85. The Old Vampire

The old vampire entered the room somewhat clumsily. Immediately, he knew he was being watched, that there were cameras hidden in the room, and so he was somewhat self-effacing or self-aware. His clumsiness was therefore partly a result of and aggravated by his self-awareness or self-effacement.

Because the old vampire knew he was being watched he avoided looking in any direction where there might be a camera. Therefore, he looked down, which made his clumsiness that much more pronounced, like a drunk slowly trying to make his way through broken glass.

The fact that the vampire was aware that he was being watched altered his immediate goal or at least postponed it, which was to satisfy the hunger in his system.
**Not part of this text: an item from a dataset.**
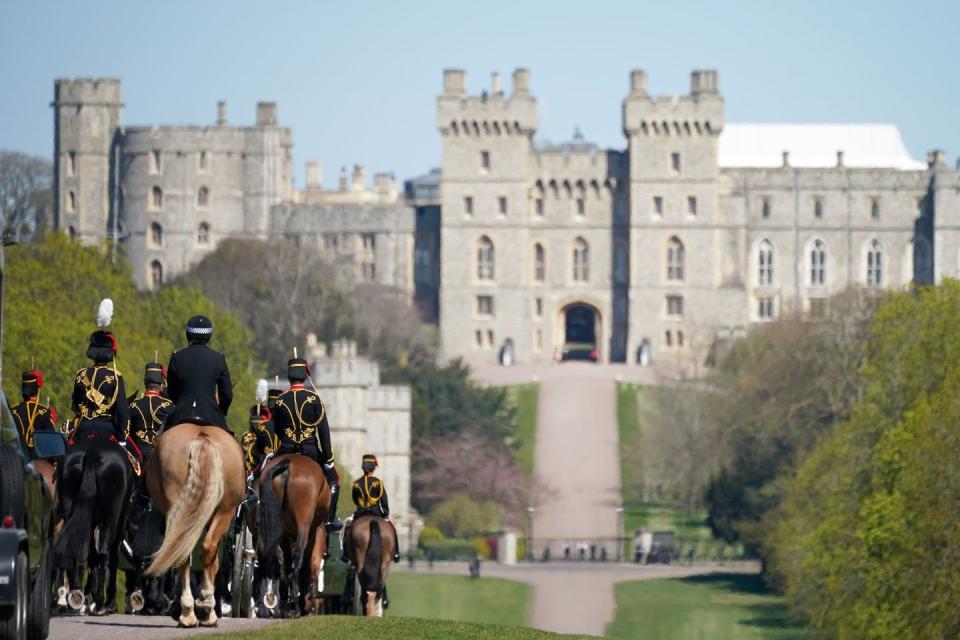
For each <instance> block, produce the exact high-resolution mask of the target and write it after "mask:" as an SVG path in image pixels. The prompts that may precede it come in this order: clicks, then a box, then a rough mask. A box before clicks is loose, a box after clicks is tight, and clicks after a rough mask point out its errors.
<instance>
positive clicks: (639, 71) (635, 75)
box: [630, 69, 647, 96]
He became aware that he was being watched just as he entered the room, that he was on camera, a sudden condition he could, at the moment, do nothing about, as, he felt, it would be better to appear clumsy than to leave his audience thinking that he, an old vampire, was a coward.

Maybe not a coward but rather to reveal to them that he knew that he was being watched, that he was on camera, because to reveal such knowledge would amount to embarrassment and then what could he do: flee (cowardice), raise his hand and wave (comedic, as he might wave in the wrong direction or at a corner where no camera had been installed), descend or elevate into a monologue (ridiculous, as he had nothing prepared)?

To reveal an awareness of uninvited attention was doubly troubling because the old vampire knew he was being watched because he was a vampire. He had entered the room to satisfy his hunger, as anyone would do albeit using different methods. He had not entered the room to gain an audience or to gather attention to himself. He had entered the room after following a young man to his apartment, who’d left the University library after a late night of study, so the old vampire, who pretended to be a chemistry professor by day, knew the man would be fatigued, throw himself on his bed, and the old vampire would sneak in with little trouble, take his fill, then depart, the young man no wiser than when he went to bed. Of course, if the young man had entered his room and realized he was being observed by an audience behind a camera or a bank of cameras, he would have no idea why, no immediate cause as to the interest of the audience. He could guess that he was the subject of some terrorism probe (he was a student of nuclear physics), caught up in a government plot against students who protested against war (which he did), or the subject of illicit voyeurism by apartment perverts (which he might think odd as he was rarely home and had had no romantic encounters to speak of), but the old vampire’s situation was different, for he knew exactly what the cameras were after and what the camera’s expected.

He knew, for example, that the audience was expecting him to creep with murderous and licentious hunger through the room, his fingernails extended like switchblades. He knew that the audience expected him to make his eyes burn red or glow white and to bare incredible fangs that would remind them of yawning baboons. He knew that the audience would expect him to look left and right with clever suspicion and say something profound about mortality, morality, frailty, the grip of undeath on the human mind, prudence, desire, and companionship, and then pierce the young man’s neck with his baboon’s teeth and suck or lift with his purported inhuman strength the young man up by his chin if he happened to start awake and snap the bones of his neck.

Under the inhuman eye of the camera, the old vampire saw his victim on the bed, just as he’d expected, unknowing, unsuspecting, and innocent. The weight of the unseen audience compounded the pain in his knees and the anger in his thoughts, that a whole host of the unseen were waiting for his next move or, worse, were disappointed at this old clumsy vampire appearing here. Who was he, they must be thinking, who did this old vampire think he was, entering into our field of vision so vast and impenetrable, who was this limping, clumsy and perhaps drunk old vampire with his pathetic hunger (he doesn’t even look at the camera; he moves like my grandmother; his eyes, they’re the eyes of the near blind; he could’ve at least shaved), this old vampire shuffling nearer and nearer to his victim. This old vampire now with a syringe in his hand and what must be a glass container with a rubber top, kneeling to the sleeping student. It’s too pathetic, turn it off.